Mark Carney reaffirmed that the Bank of England is close to its first interest-rate increase in over a decade, as inflation hit 3% and one of his colleagues said the economy is approaching a “tipping point.”
In a series of testimonies to lawmakers, the BoE governor and the two newest members of the rate-setting Monetary Policy Committee signalled that the erosion of economic slack is dominating their thinking as they prepare for a November 2 decision. The appearances coincided with reports showing consumer prices rising at the fastest pace since April 2012.
“Having used up more spare capacity, having seen some evidence of building domestic pressures, the judgment of the majority of the committee is some raise in interest rates over the coming months may be appropriate,” BoE governor Mark Carney said.
The central bank is widely forecast to raise the benchmark rate at its November meeting, though Carney — in line with earlier comments — declined to be that specific. The pound fell for a second day against the dollar, trading down 0.5% at $1.3188 at 1:24pm London time.

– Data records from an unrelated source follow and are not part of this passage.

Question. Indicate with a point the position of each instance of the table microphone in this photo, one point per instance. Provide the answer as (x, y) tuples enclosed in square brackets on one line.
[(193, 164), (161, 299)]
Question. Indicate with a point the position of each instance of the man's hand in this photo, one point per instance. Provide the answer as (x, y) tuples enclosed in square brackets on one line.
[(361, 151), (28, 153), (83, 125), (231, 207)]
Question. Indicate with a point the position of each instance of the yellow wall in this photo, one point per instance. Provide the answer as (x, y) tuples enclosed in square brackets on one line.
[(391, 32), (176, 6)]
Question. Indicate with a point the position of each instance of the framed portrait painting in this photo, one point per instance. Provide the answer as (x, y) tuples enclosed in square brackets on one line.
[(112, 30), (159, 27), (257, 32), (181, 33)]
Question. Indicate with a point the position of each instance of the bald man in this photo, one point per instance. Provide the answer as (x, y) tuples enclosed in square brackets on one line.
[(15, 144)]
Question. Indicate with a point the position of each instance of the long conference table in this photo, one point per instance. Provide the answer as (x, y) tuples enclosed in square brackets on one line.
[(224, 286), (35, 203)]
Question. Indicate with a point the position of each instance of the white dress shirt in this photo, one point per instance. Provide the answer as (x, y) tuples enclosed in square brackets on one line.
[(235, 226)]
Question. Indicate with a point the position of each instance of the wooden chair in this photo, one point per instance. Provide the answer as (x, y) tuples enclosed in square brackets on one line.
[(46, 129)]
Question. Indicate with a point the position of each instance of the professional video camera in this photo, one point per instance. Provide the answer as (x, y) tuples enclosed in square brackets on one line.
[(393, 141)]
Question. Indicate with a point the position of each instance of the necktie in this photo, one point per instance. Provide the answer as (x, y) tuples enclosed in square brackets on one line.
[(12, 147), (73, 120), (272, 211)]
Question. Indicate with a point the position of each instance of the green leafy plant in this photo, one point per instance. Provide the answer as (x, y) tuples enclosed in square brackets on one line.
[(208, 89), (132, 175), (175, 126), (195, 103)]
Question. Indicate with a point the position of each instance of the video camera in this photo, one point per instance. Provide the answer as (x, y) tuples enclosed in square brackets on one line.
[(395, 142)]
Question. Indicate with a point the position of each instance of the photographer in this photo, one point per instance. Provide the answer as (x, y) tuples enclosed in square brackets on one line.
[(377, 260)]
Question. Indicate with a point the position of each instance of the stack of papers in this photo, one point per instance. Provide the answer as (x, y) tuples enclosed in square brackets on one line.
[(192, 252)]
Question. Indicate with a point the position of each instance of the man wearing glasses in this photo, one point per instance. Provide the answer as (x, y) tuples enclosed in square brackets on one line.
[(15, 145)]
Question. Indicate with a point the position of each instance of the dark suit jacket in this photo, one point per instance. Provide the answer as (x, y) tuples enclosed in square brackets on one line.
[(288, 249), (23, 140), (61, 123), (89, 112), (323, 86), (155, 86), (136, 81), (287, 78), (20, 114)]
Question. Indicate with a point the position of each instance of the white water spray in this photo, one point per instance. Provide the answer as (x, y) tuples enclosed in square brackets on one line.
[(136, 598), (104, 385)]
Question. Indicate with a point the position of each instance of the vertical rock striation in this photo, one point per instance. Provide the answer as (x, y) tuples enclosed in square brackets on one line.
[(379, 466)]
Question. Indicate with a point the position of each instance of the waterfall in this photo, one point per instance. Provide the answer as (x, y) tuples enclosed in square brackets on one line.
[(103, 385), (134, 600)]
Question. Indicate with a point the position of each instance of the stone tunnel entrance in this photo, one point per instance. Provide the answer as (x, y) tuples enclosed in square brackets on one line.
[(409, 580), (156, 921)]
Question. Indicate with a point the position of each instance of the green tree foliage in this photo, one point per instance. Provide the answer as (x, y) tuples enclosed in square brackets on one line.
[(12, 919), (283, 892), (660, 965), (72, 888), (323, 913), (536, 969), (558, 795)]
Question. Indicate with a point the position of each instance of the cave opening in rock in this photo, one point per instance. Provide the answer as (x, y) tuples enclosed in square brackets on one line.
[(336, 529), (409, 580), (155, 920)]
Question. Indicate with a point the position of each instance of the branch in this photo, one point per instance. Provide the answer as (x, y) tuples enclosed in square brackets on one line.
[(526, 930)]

The BoE chief admitted that while consumer-price growth is close to peaking, it is more likely than not to accelerate again this month. That would put it more than a full percentage point above the central bank’s 2% target, meaning Carney will have to write a public letter of explanation to the Treasury.
A chief concern is that the economic slack that can dampen price pressures may soon be eroded. Unemployment is at a 42-year low and uncertainty caused by Brexit — which Carney repeatedly referred to — threatens to constrain output. Monetary Policy Committee member Silvana Tenreyro said in her testimony that the BoE may soon need to act.
“My view is that we are approaching a tipping point at which it would be necessary or justified to remove some of that stimulus,” she said. “If the data outturns are consistent with the picture I just described, of an output gap going towards zero, then I’d be minded to vote for a bank rate increase in the coming months.”
Even so, the hearing at the Treasury Committee — which was the first opportunity to hear the views of the Tenreyro and newest MPC member Dave Ramsden — underlined that differences remain in the group’s thinking.
“I still think there is some slack in the economy,” Ramsden said, noting that he wasn’t part of the majority of policy makers at the September meeting that saw a likely need for higher interest rates soon. “I’m going to approach each MPC meeting as it comes.”
Carney’s testimony was his first since February, in which time the UK’s negotiations to leave the European Union have made little traction. The governor’s interactions on the topic with the Treasury Committee were less tempestuous than his exchanges in recent years. Vocal pro-Brexit lawmakers Jacob Rees-Mogg and Steve Baker — who criticised his comments and policy around the time of the referendum — have left the panel, which is now chaired by ‘Remain’ supporter Nicky Morgan.
The BoE head said the two-year Brexit transition agreement advocated by the British government would be long enough to provide continuity for banks and investment firms as long as it ensures no break in cross-border services.
That would be “sufficient time, particularly if we get what I would call, if I’m allowed to use an adjective, a reasonable agreement on the end state,” he said.